Another Censored Cartoon by Rob Rogers Ridicules Trump's Comment that He Can Pardon Himself

Another Censored Cartoon by Rob Rogers Ridicules Trump’s Comment that He Can Pardon Himself

On Wednesday evening Rob Rogers, a veteran cartoonist for the Pittsburgh Post-Gazette, went on CNN’s Jake Tapper program to reveal that his newspaper was censoring his cartoons that were boldly critical of Trump. The censorship apparently came from Keith Burris, the newspaper’s editorial director, who refused to publish six of Rogers’ latest cartoons.

The newspaper’s ugly turn toward Trumpism produced an editorial titled “Reason as Racism” in January, following the President’s use of the term “shithole” to describe some African nations. The editorial said “Calling the president a racist helps no one — it is simply another way (the Russia and instability cards having been played unsuccessfully) to attempt to delegitimize a legitimately elected president.”

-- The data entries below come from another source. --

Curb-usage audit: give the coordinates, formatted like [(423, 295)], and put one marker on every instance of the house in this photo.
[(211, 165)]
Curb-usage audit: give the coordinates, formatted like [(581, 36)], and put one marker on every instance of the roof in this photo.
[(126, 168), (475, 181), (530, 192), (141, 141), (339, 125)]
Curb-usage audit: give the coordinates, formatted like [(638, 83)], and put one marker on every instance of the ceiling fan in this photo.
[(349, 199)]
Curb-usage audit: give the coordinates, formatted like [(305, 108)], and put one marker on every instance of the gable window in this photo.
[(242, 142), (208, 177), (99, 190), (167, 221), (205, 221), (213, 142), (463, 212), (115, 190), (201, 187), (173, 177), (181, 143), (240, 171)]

The editorial outraged the Newspaper Guild of Pittsburgh which issued a January 16 letter to the paper, writing that the Guild “is collectively appalled and crestfallen by the repugnant editorial ‘Reason as Racism.’ As a matter of course, the Guild does not weigh in on editorial positions, but this piece is so extraordinary in its mindless, sycophantic embrace of racist values and outright bigotry espoused by this country’s President that we would be morally, journalistically, and humanly remiss not to speak out against it.”

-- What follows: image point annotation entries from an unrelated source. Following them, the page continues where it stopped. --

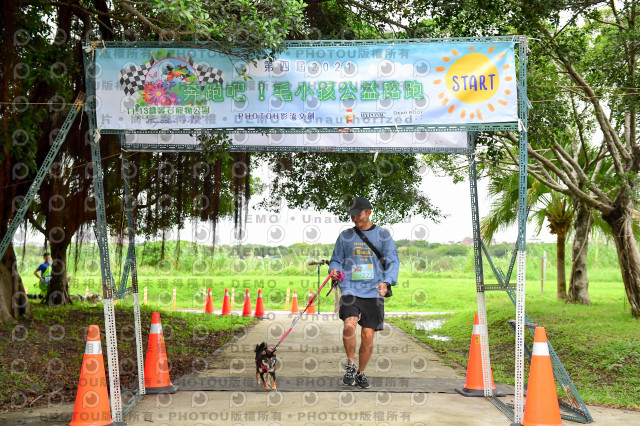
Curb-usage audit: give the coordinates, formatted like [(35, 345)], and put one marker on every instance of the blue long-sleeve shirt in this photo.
[(361, 267)]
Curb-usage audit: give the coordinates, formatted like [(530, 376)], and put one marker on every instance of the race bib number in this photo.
[(362, 272)]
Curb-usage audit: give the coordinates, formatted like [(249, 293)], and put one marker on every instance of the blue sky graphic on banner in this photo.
[(308, 87)]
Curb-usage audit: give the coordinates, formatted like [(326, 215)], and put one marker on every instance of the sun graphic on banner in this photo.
[(472, 83)]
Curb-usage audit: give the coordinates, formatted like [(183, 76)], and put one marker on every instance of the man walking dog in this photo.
[(368, 257)]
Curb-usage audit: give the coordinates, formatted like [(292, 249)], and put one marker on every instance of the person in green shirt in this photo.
[(45, 274)]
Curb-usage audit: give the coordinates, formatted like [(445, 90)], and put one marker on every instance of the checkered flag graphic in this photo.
[(207, 74), (132, 78)]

Burris’s censorship of Rogers is likely being buttressed by John Robinson Block, the newspaper’s publisher and owner, according to the media monitoring organization, FAIR, which reports that Block is “an open Trump supporter.”

The new assaults on the media come as Time Magazine’s June 18 cover features Trump in a business suit looking into a mirror where he sees his image as that of a king. The cover includes the titles of feature stories inside, one on “Visions of Absolute Power,” another titled “Trump vs the Constitution,” and a third suggesting “Why Mueller Won’t Indict.”

What is happening in America is not normal – as so many continue to stress. The danger is that as Trump continues to define deviancy down and as he makes so many power grabs simultaneously in so many directions, Americans may become desensitized simply because it will be impossible to keep up. To counter that dangerous trend will require removing his sycophants in Congress on November 6 and replacing them with members who will hold the President accountable through legislation, lawsuits, meaningful investigations and, yes, impeachment, if the facts warrant.